Somewhere in County Dublin there once stood a stone house that served as an office, a structure ordinary enough in its function yet now so thoroughly detached from any fixed point on the landscape that it survives only as a single line in a seventeenth-century survey. It is a monument defined almost entirely by its absence.
The reference comes from the Civil Survey of 1654 to 1656, a comprehensive attempt by Cromwellian administrators to document land ownership and physical features across Ireland in the aftermath of the wars of the 1640s. The survey recorded, among thousands of other details, a stone house then in use as an office. The source, as cited by Simington in 1945, offers little more than that. No townland is firmly attached to it, no owner named in the notes, no indication of size or condition. The record exists; the building, if it survived at all beyond that decade, has left no traceable footprint. Geraldine Stout, who compiled the monument record uploaded in September 2011, noted plainly that the exact location of the monument is unknown.
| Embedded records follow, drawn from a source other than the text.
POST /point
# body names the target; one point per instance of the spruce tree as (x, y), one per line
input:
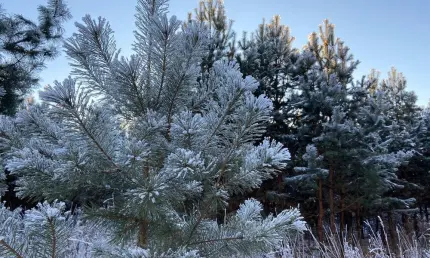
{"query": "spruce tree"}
(25, 46)
(152, 154)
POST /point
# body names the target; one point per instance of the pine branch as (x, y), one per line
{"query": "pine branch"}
(11, 249)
There is, practically speaking, nothing to visit here, and that is precisely what makes the record worth knowing about. It sits in the national monuments database as a kind of placeholder, an acknowledgement that the historical record can gesture towards a thing without being able to point at it. For anyone interested in how early modern Ireland was mapped and surveyed, the Civil Survey itself is the more rewarding object of study. Stout's note is a small, honest admission that archaeology and history do not always resolve into coordinates.